Products in tune with the zeitgeist

Technical expertise and a bold take on innovation are in the blood for this family-owned company, which started in the late 1920s with the Vorwerk engineers turning a gramophone motor into a compact and versatile vacuum cleaner. The name given to this, Kobold, soon became synonymous with the company’s reputation for specialized sophisticated domestic appliances, all distributed through direct sales. This strategy has proved enormously successful ever since. “Being in close contact with our customers provides important development stimulus and makes it easier for us to identify new trends,” says Beaupoil. “This has helped us develop a number of very special products that are right at the forefront of the market today.”

The current star of the Wuppertal company’s product range is the Thermomix® TM5, which has been causing something of a revolution in kitchens across the world. This Internet-connected kitchen whiz offers a total of 12 functions for chopping, mixing, and cooking. The Thermomix® links up with the Cookidoo recipe portal to access specifically-developed recipes that are shown on the appliance’s display; the Guided Cooking function then provides step-by-step instructions for preparing the meal. With such a recipe for success, Vorwerk has made cooking both easier and more versatile than ever.

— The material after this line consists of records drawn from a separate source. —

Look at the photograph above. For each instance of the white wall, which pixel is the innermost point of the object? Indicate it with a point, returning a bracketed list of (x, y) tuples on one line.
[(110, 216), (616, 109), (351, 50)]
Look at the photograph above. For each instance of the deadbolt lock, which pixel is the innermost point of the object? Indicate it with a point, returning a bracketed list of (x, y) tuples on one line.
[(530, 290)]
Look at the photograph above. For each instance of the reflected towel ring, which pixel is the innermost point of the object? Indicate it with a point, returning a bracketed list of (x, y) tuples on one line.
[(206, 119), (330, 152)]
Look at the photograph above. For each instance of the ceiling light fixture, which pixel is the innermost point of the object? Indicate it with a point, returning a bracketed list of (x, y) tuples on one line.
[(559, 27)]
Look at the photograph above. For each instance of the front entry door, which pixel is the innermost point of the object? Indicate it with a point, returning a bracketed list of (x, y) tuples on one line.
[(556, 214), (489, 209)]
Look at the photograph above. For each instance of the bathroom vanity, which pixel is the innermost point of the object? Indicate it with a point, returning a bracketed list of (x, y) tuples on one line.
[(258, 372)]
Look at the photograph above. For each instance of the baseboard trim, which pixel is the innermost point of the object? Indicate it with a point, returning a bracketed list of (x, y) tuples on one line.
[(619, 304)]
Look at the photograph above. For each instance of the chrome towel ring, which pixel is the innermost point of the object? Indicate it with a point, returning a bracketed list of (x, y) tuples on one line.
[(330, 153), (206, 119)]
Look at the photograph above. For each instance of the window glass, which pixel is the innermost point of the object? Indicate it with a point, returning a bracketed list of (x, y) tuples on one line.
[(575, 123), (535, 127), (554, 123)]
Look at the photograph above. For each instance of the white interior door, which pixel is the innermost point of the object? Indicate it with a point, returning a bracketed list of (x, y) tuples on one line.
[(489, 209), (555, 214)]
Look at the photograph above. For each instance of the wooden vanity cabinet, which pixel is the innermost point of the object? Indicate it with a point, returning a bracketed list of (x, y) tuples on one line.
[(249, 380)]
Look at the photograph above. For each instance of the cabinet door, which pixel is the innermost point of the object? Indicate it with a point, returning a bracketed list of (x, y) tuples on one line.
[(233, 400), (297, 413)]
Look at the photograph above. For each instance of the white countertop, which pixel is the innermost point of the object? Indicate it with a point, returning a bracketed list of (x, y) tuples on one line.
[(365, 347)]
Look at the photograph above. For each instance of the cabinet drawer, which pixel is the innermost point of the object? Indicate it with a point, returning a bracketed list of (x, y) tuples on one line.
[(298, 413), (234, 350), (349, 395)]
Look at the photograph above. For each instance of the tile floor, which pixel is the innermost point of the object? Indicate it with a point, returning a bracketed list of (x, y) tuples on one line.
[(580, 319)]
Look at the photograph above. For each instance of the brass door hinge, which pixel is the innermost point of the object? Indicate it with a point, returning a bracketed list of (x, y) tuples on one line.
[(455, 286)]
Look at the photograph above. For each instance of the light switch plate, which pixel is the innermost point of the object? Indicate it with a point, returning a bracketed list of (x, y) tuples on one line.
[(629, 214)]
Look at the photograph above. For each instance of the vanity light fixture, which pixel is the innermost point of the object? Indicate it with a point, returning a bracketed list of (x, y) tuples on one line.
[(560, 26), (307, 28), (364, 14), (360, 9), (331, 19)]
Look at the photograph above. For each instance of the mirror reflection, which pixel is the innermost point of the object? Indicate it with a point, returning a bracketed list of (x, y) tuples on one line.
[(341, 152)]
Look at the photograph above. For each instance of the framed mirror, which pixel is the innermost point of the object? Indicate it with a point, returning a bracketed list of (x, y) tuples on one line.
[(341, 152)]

Even for the well-established appliance manufacturer, the success of the Thermomix® TM5 was a bit of a surprise, and since its launch in 2014 more than one million units have been produced every year – all for direct sales. “It seems our product has really hit a nerve,” says Beaupoil. To him, it’s the combination of smart and simple: an intelligent solution paired with intuitive operation and a modern design. Fittingly, the Kobold has also received a facelift, and as a roaming robo-vac it now cleans floors and carpets autonomously – all controlled via a mobile app.

Motor manufacturing is precision work

No matter if it’s a Kobold vacuum cleaner or a Thermomix®, there is one aspect that all of these devices have in common: Their motors are made in Wuppertal, and the motors are built using electrical steel from thyssenkrupp. For more than 30 years, we have been reliably supplying high-quality steel to Vorwerk, more than 3,000 metric tons per year. Currently, this takes the form of narrow strip coils at a width of 53-122 mm, bundled into shipping units weighing 500-1,000 kg.

Vorwerk has extremely tight stamping tolerances.

Vorwerk has extremely tight stamping tolerances.

Robert Prim

“Manufacturing motors is a precision job,” says Robert Prim, a customer adviser from thyssenkrupp in Bochum. On the Thermomix, the rotor and the stator – the rotating and stationary components of the motor – are each made of 60 stacked laminations of 0.5 mm thick electrical steel. The motor’s magnetic field is generated in-between these two components, which are separated by an air gap that should be as small as possible. “Vorwerk has extremely tight stamping tolerances,” says Prim. “In order to maintain consistent motor quality, the electrical steel’s grain structure and strength need to comply with very stringent quality requirements.”

Vorwerk will continue to bank on innovations from its R&D department, aiming to release one new appliance per year. This may be an ambitious goal but it is in keeping with the ever-shortening production cycles of the digital age. For the development of its electric motors, Vorwerk will continue to rely on thyssenkrupp steel. “The technical demands on materials such as this will keep rising,” says Beaupoil. “That’s why it is crucial for us to be working with a competent, well-established supply partner – one that we can collaborate with in the development and integration of suitable materials.”


The family-owned company insists on producing its own motors for its many different domestic appliances. That’s why Vorwerk will be investing in its main production site at Wuppertal in the coming years. A new research & development center is also to be built there. The Vorwerk group, based in Wuppertal, Germany, has a presence in 75 countries.

More than 625,000 people across the world work for Vorwerk, 612,000 of them as freelance sales consultants.